One 、 Development background
1963 year , Put forward the original SVM;
1992 year , introduce Kernel function It's solved Nonlinear classification problem ;
1995 year , Put forward Maximize soft spacing It's solved Noise problem ( Misclassification problem );
2001 year , Put forward SVC Way to complete Unsupervised learning ;
2005 year , Put forward and compare a variety of multi classification SVM Method .
Two 、 thought
While ensuring the correct classification , Let the point closest to the hyperplane ( These points are called support vectors ) To the hyperplane The biggest gap . In fact, it means , Maximize the spacing between the hyperplane and the support vector , This can best ensure the accuracy of classification .
3、 ... and 、 Comparison with perceptron model
We all know that the perceptron is a kind of aging machine ( I didn't mean to say it was bad ) The binary linear classification model , It's the basis of neural networks and support vector machines . Its idea is Try to find a hyperplane that can separate data sets . A place to pay attention to , Its loss function is only for misclassification points !!! Its optimization goal is to make The distance from the misclassification point to the hyperplane is the smallest , The optimization goal of support vector is to make Maximum distance between support vector and hyperplane .( This “ Maximum ”、“ Minimum ” To understand the concept of , In fact, it is not difficult to understand )
Four 、SVM The goal of optimization
Undergraduate studies svm When , I have seen many pairs of svm Different interpretations of the optimization objectives of , Very ignorant , But because the end of the period does not involve , So I ended the course in a muddle , I didn't delve into it after class , Therefore, I continue to be ignorant until I graduate from college . The main reason for ignorance is , Its objective function will involve “
”, And then again “
” Form like this . I haven't been ignorant recently , In fact, they are in the process of explanation “ In silence ” The empirical risk and structural risk are introduced .

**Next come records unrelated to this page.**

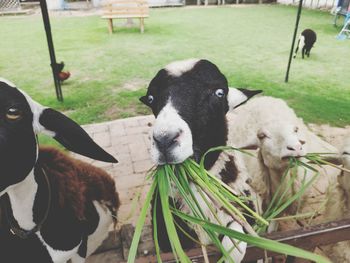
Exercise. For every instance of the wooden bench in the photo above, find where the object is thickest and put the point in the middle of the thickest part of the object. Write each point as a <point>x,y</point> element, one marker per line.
<point>126,9</point>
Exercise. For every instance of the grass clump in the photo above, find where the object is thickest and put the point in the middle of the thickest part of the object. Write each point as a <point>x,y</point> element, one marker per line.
<point>189,179</point>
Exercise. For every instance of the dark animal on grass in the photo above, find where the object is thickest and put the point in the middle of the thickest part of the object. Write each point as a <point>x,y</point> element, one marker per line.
<point>57,207</point>
<point>306,41</point>
<point>190,100</point>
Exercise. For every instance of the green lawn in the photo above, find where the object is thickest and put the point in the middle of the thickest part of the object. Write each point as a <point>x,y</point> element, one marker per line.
<point>249,44</point>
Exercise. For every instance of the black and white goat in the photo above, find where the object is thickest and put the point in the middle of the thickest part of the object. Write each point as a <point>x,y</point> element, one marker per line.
<point>58,208</point>
<point>306,41</point>
<point>190,100</point>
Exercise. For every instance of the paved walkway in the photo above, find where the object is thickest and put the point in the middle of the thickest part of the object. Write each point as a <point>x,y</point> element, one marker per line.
<point>128,140</point>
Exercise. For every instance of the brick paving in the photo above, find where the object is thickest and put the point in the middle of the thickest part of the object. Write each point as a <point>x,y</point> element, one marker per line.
<point>128,140</point>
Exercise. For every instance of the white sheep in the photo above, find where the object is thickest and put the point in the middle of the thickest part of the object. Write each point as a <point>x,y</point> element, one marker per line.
<point>268,124</point>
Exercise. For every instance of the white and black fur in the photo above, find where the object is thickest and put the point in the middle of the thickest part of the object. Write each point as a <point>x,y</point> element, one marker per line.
<point>62,236</point>
<point>190,100</point>
<point>306,41</point>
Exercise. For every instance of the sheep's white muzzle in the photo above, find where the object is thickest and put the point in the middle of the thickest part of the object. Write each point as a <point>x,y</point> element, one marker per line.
<point>171,137</point>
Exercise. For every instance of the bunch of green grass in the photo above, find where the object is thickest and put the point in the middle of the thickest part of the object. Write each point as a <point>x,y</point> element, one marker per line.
<point>281,201</point>
<point>186,179</point>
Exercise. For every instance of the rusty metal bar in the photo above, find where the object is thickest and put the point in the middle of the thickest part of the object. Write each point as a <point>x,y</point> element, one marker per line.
<point>307,238</point>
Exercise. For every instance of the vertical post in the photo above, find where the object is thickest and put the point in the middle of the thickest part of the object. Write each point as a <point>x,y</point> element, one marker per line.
<point>294,36</point>
<point>47,26</point>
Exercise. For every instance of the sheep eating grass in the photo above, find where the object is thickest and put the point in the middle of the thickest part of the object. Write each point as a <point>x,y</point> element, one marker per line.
<point>190,100</point>
<point>306,41</point>
<point>270,125</point>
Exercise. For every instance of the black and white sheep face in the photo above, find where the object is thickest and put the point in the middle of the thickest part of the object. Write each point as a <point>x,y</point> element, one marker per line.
<point>189,100</point>
<point>21,118</point>
<point>278,141</point>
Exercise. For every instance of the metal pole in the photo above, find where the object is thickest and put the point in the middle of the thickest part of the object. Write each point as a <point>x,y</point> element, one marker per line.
<point>46,21</point>
<point>294,37</point>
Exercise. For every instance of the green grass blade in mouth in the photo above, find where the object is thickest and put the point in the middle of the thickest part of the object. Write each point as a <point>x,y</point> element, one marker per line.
<point>163,184</point>
<point>155,228</point>
<point>140,223</point>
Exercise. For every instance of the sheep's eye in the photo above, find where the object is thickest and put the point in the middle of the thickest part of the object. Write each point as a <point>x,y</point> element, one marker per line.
<point>150,99</point>
<point>13,114</point>
<point>220,93</point>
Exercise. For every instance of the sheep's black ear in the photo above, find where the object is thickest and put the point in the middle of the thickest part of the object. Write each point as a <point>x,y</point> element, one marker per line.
<point>237,97</point>
<point>72,136</point>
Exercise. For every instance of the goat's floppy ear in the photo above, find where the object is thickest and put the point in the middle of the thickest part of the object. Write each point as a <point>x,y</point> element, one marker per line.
<point>237,97</point>
<point>71,135</point>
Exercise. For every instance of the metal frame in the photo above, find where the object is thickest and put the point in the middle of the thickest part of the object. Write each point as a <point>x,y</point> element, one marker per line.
<point>307,238</point>
<point>54,64</point>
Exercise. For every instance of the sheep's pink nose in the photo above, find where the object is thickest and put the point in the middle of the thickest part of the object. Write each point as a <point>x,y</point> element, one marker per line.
<point>297,149</point>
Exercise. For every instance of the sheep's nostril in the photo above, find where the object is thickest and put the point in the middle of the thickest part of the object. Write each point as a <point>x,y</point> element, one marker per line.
<point>166,141</point>
<point>290,148</point>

1、 Empirical risk : Empirical risk is the average minimization of the loss function of all sample points in the training set . If only empirical risk is considered , There will be over fitting , Like neural networks .
The loss function used in support vector machine is “
” Form like this , among
It is called hinge loss function , When the sample point
Be correctly classified and
when , The loss is 0.
If you want to know the model
The ability to predict all the samples in the training sample , It is only necessary to calculate the loss of all sample points once and then add it up , namely :
, among
Is the hinge loss function ,
Experience risk . Empirical risk model
The better the fitting degree of the training set . The so-called empirical risk minimization is to minimize this formula .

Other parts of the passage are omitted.